DER GENERALSTREIK 1919 IN BASEL
Weitaus tragischere Folgen als der Landesstreik hatte der am 31. Juli 1919 erfolgte Ausbruch des auf Basel beschränkten Generalstreiks. Nach spannungsgeladenen Verhandlungen und gegenseitigen Provokationen, die sich während Tagen hingezogen hatten, war eine Aussperrung der Belegschaft in der Färberei Clavel & Lindenmeier der äussere Anlass, der zum Basler Generalstreik führte. Wiederum solidarisierten sich die Staatsangestellten mit ihren Kollegen aus der Privatwirtschaft und legten die Arbeit ebenfalls nieder. In den Jahren des Ersten Weltkriegs waren die Lebenshaltungskosten um 200 Prozent gestiegen, die Löhne hingegen lediglich um 145 Prozent für Frauen und für Männer um 160 Prozent angehoben worden. Die niedrigsten Löhne weit und breit zahlten Clavel & Lindenmeier. Erst im Frühjahr 1919 war die wöchentliche Arbeitszeit von 57,75 Stunden auf 48 Stunden gesenkt worden. Das Basler Fabrikarbeiterproletariat hungerte in überbelegten Wohnungen. Die Tuberkuloseerkrankungen waren sprunghaft angestiegen, Grippeepidemien hatten Tausende dahingerafft. So bedurfte es in der aktuellen Notsituation nur noch eines nichtigen Anlasses, um diesen Streik auszulösen.
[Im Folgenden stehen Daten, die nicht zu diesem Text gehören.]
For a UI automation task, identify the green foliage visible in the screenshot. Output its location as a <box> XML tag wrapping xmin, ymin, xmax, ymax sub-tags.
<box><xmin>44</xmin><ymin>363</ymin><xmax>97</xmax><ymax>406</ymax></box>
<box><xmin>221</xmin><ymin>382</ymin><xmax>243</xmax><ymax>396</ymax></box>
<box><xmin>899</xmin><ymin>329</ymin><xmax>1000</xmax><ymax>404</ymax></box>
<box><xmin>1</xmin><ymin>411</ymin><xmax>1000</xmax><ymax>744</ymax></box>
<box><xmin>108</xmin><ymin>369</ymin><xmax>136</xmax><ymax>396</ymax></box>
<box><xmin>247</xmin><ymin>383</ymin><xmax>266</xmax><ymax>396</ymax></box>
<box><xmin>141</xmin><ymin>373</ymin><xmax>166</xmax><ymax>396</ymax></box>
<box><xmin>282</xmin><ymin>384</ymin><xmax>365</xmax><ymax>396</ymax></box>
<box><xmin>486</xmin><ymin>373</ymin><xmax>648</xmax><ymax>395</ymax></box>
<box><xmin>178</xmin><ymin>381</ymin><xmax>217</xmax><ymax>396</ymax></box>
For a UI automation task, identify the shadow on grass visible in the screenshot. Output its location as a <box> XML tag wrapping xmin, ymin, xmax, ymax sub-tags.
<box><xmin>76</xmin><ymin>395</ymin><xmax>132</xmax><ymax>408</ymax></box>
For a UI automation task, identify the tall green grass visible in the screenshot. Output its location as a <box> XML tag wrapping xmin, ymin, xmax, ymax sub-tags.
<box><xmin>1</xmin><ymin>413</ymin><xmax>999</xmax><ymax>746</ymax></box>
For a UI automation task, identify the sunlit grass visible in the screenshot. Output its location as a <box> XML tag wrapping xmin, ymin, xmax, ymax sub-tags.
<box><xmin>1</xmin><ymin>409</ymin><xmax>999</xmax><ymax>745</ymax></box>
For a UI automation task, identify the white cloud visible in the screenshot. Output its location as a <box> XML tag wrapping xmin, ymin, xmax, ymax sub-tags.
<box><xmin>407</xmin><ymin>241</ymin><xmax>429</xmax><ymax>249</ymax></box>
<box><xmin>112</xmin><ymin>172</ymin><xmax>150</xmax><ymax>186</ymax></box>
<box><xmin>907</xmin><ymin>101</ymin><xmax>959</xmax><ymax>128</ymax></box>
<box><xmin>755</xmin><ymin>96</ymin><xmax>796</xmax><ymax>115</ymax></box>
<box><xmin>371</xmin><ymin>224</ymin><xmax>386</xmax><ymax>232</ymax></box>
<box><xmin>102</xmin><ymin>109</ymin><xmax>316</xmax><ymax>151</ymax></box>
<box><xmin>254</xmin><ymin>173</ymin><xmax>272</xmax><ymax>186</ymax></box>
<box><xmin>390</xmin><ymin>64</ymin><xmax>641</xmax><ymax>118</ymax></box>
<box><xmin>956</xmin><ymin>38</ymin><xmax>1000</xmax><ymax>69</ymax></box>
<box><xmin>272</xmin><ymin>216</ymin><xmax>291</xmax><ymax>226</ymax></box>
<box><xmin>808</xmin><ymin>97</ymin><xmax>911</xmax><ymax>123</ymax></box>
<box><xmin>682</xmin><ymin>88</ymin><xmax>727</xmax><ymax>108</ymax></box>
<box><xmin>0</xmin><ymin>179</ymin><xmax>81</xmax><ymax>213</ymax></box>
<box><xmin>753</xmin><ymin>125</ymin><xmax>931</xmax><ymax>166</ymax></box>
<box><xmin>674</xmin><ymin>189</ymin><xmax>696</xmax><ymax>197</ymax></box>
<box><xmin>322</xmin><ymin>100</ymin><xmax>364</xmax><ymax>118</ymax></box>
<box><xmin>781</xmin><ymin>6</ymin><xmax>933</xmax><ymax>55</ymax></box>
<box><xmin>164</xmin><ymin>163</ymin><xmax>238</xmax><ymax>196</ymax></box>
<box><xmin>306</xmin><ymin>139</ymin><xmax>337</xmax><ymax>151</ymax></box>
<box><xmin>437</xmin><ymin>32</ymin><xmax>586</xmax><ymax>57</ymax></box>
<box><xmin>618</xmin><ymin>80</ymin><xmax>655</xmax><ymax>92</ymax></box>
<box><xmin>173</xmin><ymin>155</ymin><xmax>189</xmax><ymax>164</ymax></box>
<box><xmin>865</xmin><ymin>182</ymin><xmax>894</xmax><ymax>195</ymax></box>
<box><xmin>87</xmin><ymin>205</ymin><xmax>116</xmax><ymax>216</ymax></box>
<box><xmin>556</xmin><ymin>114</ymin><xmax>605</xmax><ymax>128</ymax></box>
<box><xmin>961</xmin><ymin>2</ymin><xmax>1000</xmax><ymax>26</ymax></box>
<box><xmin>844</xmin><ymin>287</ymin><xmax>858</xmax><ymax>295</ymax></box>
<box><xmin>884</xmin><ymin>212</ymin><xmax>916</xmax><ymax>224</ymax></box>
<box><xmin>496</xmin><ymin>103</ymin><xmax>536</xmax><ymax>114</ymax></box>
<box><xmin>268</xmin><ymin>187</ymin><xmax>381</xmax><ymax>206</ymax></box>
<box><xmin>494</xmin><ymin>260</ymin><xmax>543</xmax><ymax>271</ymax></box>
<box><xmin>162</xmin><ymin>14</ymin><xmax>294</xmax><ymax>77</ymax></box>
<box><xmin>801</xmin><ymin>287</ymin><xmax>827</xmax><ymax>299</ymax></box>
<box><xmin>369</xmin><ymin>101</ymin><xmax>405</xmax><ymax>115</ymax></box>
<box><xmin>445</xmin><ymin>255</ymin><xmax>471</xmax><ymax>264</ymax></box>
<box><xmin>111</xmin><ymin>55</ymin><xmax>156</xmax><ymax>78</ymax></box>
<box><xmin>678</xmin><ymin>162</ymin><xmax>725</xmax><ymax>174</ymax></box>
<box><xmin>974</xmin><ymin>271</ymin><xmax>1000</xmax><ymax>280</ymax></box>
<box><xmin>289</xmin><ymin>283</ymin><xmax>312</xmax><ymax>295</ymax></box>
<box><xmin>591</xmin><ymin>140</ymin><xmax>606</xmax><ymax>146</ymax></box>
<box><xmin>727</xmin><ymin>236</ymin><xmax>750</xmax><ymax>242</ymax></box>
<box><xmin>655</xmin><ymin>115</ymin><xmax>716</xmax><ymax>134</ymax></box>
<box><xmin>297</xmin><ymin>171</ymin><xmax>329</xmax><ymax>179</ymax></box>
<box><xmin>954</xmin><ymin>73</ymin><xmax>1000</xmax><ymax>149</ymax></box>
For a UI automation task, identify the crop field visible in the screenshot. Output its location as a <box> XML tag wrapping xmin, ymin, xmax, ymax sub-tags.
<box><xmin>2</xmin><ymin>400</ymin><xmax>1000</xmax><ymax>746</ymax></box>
Aufgeschreckt durch die seit Sommer 1917 periodisch stattfindenden Demonstrationen und Gewaltakte, war auch in Basel eine Bürgerwehr gebildet worden, die sich aus Mitgliedern rechtsbürgerlicher Kreise zusammensetzte. Ihre Aufgabe war es, das Hab und Gut der Besitzenden, namentlich die Villen im Gellert, aber auch Banken, Telefonzentralen und andere Infrastruktureinrichtungen zu schützen und der Polizei im Kampf gegen demonstrierende und Steine werfende Arbeiter und Jungburschen beizustehen. Auf das Ersuchen des Basler Regierungsrats um militärischen Beistand bei der Bewältigung der eskalierenden Unruhen reagierte der Bundesrat umgehend: Die auf den 31. Juli 1919, mittags um 3 Uhr, nach Aarau und Liestal aufgebotenen Ordnungstruppen rückten in der Morgenfrühe des 1. August in die Stadt ein. Eine am Vormittag des 1. August durch Kleinbasel patrouillierende Motorwagenkolonne wurde beim Claraplatz mit Steinen beworfen. Das Militär eröffnete daraufhin das Feuer. Zwei Zivilisten starben. Etwas später versuchten Demonstranten, auf das Kasernenareal vorzudringen. Wiederum schoss das Militär in die Menge. Drei Zivilisten wurden getötet, zwanzig Schwerverletzte in die Spitäler eingeliefert. Der Generalstreik hatte seinen blutigen Höhepunkt erreicht.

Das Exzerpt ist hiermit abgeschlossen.